AQIM and its allies are holding eight French nationals in the sparsely populated Sahel region following a series of kidnappings.
Spokesperson for Ansar Dine Sanda Ould Boumama said: "There are consequences, not only for French hostages, but also for all French citizens wherever they find themselves in the Muslim world,"
"We are going to continue resisting and defend ourselves.
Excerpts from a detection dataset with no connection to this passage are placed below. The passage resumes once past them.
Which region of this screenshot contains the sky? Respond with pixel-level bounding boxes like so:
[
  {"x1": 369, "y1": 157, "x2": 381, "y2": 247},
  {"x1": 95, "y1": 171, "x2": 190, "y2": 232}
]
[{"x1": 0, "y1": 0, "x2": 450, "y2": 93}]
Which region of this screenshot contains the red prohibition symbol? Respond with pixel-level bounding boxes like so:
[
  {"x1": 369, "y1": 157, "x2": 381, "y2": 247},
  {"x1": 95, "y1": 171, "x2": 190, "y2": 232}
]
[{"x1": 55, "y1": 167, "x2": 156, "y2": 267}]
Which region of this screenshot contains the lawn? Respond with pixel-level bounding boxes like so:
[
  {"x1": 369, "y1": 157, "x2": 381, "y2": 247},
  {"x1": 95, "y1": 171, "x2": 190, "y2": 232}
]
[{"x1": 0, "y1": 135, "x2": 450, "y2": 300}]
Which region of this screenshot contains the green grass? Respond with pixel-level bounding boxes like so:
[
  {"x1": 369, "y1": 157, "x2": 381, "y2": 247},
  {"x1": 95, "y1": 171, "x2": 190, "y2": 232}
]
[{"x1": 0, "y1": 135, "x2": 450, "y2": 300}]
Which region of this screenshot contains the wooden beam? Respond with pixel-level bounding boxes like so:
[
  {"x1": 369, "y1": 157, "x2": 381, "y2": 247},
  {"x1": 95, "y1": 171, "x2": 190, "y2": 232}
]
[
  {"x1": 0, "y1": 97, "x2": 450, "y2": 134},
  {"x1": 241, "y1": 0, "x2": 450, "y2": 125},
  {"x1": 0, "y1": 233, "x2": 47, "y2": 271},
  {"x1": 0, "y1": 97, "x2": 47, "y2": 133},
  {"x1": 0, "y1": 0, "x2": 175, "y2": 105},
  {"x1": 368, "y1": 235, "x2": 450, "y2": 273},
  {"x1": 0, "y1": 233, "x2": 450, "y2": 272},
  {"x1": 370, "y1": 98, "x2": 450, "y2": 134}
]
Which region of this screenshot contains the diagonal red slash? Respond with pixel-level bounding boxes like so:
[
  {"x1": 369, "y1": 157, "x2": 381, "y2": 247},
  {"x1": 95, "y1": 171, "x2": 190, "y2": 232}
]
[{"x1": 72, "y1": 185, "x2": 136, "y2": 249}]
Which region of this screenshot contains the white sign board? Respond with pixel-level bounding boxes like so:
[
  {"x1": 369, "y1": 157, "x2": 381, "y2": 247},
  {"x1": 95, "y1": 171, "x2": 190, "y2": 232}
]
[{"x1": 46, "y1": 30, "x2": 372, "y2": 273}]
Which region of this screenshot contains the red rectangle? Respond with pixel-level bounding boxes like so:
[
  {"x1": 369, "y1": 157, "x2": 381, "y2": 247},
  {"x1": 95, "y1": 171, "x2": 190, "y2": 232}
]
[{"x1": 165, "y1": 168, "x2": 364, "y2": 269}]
We are ready to die fighting."
A spokesman for AQIM earlier urged France, in a video posted on the Internet, to reconsider its intervention. "Stop your assault against us or you are digging your own sons' graves," said Abdallah Al-Chinguetti.
The French Foreign Ministry on Friday advised the 6,000 French citizens living in Mali to leave the country.
Government forces in Mali say they have regained territory from Islamist militants following air strikes by French military aircraft.
The development came after France announced it had begun military operations in support of the government in its former colony in west Africa.
President Francois Hollande said it had done so because Mali's very existence as a state was under threat.
Armed groups, some linked to Al-Qaeda, took control of northern Mali in April.
West African states are preparing to send troops to Mali as an international campaign to crush rebels gathered pace.
A French pilot died on Friday when his helicopter was shot down near the central Mali town of Mopti.
The West African regional bloc ECOWAS has for months lobbied world powers to back its plan to end the nine-month occupation of Mali's north by Islamist groups.
Ivory Coast's President Alassane Ouattara currently holds the rotating chairmanship of ECOWAS.
"The mandate for the deployment was signed by the president yesterday," said Ali Coulibaly, Ivory Coast's African Integration Minister.
"Monday by the latest, the troops will be there or will have started to arrive."
Malian soldiers recaptured a central town on Friday after France intervened with air strikes to halt a southward advance by the Islamist insurgents.
Mali's government appealed for urgent military aid from France.
French military operations in support of the Malian army against Islamist rebels "will last as long as necessary," France's UN ambassador Gerard Araud wrote in a letter to the Security Council.
France's intervention immediately tipped the military balance of power, with Malian government forces quickly sweeping back into Konna, according to local residents.
The forceful French military action in Mali came as an attempt to rescue a French hostage in Somalia failed.
The French Ministry says the incidents are not connected.